Nello stesso giorno, l’Alto commissario Onu per i diritti umani accusa Israele per il sistematico abuso dei diritti umani verso i palestinesi, chiede l’apertura di una inchiesta indipendente per quanto accaduto a Gaza, inclusi i (quasi) due “milioni di palestinesi chiusi a Gaza, dalla nascita alla morte. L’Alto Commissario -Al Hussein ha chiesto l’apertura di un’inchiesta indipendente sul massacro dei 62 gazawi compiuto, lunedì, dall’esercito israeliano. Inoltre, durante la sessione speciale del Consiglio di diritti umani dell’Onu, di Ginevra ha detto: “Terminate l’occupazione, la violenza e l’insicurezza spariranno del tutto”. Il Consiglio ha dato il via libera all’invio nella Striscia di un team di esperti internazionali in crimini di guerra dopo la strage di lunedì a Gaza. 29 voti a favore, 14 astenuti (Croazia, Etiopia, Georgia, Germania, Ungheria, Giappone, Kenya, Panama, Corea del Sud, Ruanda, Svizzera Togo, Slovacchia e Regno Unito), 2 contrari (Stati Uniti e Australia). L’obiettivo è verificare “i presunti abusi e violazioni delle leggi umanitarie internazionali e delle leggi internazionali sui diritti umani”.
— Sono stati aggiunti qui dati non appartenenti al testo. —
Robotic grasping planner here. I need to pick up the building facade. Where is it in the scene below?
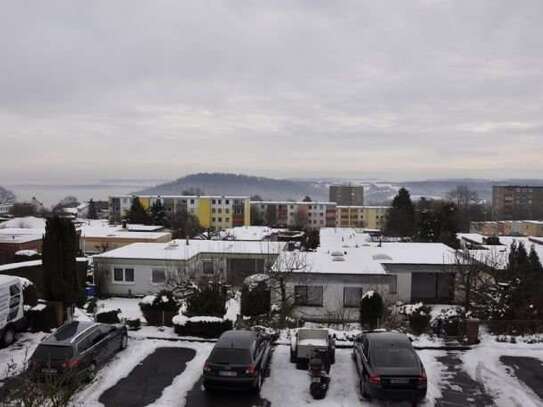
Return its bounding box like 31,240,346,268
329,185,364,206
492,185,543,220
336,205,390,230
251,201,337,229
109,195,255,230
Immediata la replica israeliana: il Ministero degli Esteri ha parlato di “ipocrisia e assurdità. “Lo scopo del Consiglio non è indagare sulla verità, ma di danneggiare il diritto d’Israele all’autodifesa, e demonizzare lo Stato d’Israele”.
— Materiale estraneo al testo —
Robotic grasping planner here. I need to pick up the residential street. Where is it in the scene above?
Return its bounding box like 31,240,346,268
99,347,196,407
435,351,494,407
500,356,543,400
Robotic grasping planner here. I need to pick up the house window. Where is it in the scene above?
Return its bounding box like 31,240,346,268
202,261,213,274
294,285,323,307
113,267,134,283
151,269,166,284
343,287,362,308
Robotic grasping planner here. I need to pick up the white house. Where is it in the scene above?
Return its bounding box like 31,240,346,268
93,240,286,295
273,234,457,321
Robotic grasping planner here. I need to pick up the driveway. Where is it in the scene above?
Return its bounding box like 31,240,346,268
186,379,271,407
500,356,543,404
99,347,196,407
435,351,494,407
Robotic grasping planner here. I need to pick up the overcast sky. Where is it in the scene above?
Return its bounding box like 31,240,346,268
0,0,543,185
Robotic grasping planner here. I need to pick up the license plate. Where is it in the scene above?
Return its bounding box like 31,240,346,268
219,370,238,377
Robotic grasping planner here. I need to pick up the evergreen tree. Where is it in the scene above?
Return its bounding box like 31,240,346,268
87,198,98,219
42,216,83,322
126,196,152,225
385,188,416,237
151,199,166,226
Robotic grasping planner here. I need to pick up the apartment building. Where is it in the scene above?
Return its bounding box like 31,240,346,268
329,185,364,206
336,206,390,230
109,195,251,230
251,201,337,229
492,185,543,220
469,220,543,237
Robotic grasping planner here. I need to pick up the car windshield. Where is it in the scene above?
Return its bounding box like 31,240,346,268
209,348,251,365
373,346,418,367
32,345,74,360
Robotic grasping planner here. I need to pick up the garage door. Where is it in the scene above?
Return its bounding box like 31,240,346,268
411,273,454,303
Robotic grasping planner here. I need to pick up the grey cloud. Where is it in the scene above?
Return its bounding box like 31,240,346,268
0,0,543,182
I palestinesi non si arrendono e l’opinione pubblica internazionale è al loro fianco. Nella prima settimana del Ramadan le proteste di massa crescono nella Striscia di Gaza, in Cisgiordania e a Gerusalemme est.
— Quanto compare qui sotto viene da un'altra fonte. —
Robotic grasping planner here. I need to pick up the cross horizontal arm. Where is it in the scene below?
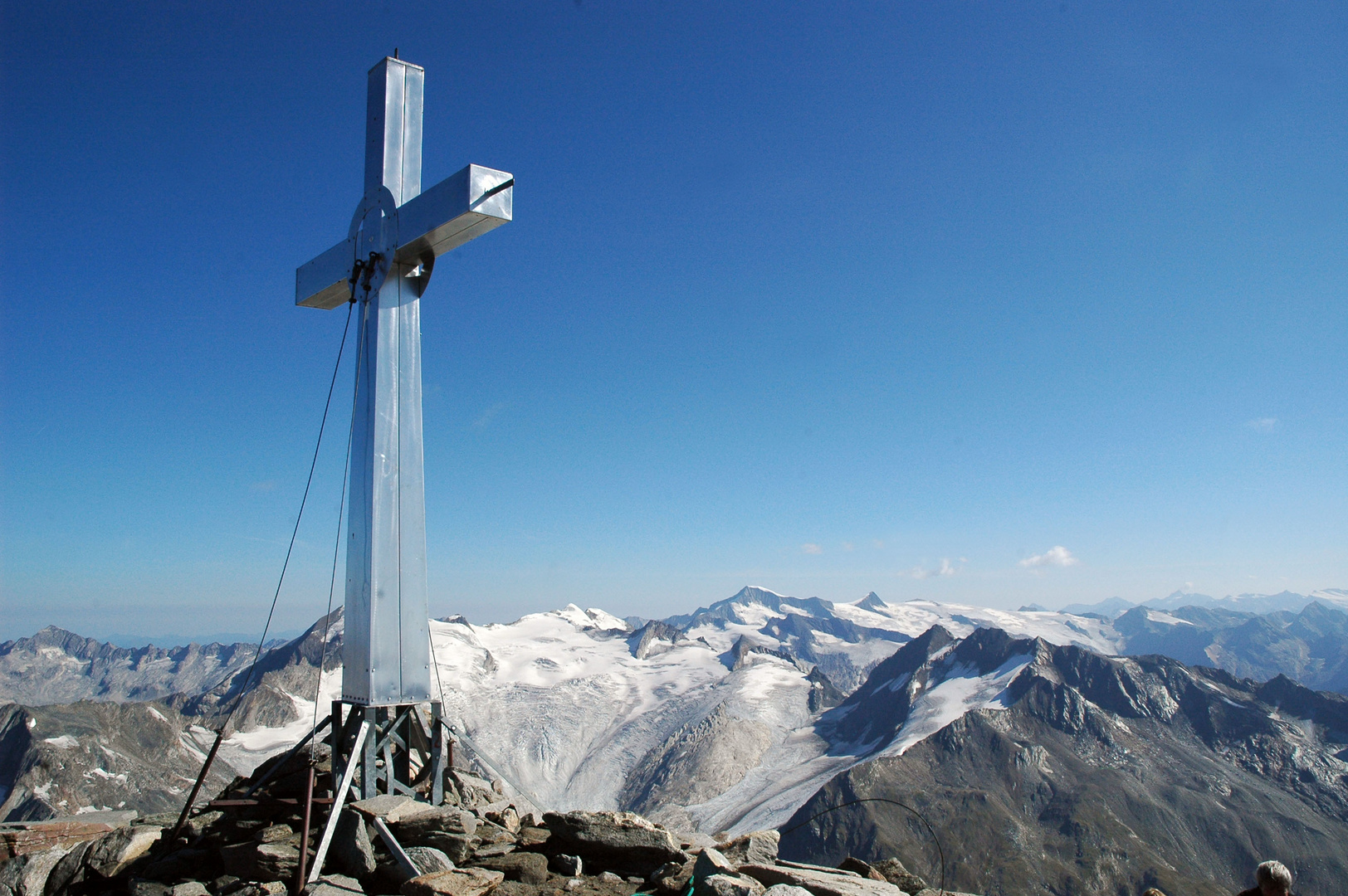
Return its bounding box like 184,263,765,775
295,164,515,309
Il Presidente egiziano al-Sisi ha annunciato che il valico di Rafah (a sud della Striscia), resterà aperto per l’intero mese di Ramadan. Una notizia clamorosa se attivata visto che, questo varco è quasi sempre chiuso per volontà egiziana. Il valico di Rafah è l’unica porta d’accesso verso il mondo esterno per i gazawi, a causa del blocco decennale imposto da Israele sulla Striscia.

Il Presidente Erdogan ospiterà per la seconda volta in sei mesi un Vertice Islamico, l’ultimo si è svolto a Istambul, in dicembre dello scorso anno. Un summit con un significato storico, durante il quale, venne comunicato il disappunto nei confronti della decisione presa da Trump di riconoscere Gerusalemme come capitale d’Israele.

Il leader turco ha promesso che questa volta il vertice manderà un “forte messaggio al mondo” per il trattamento riservato dagli israeliani ai palestinesi. Durissime anche le parole pronunciate dal premier turco Binali Yildirim, che ha parlato di “crimine contro l’umanità”, e accusa gli Stati Uniti di «corresponsabilità».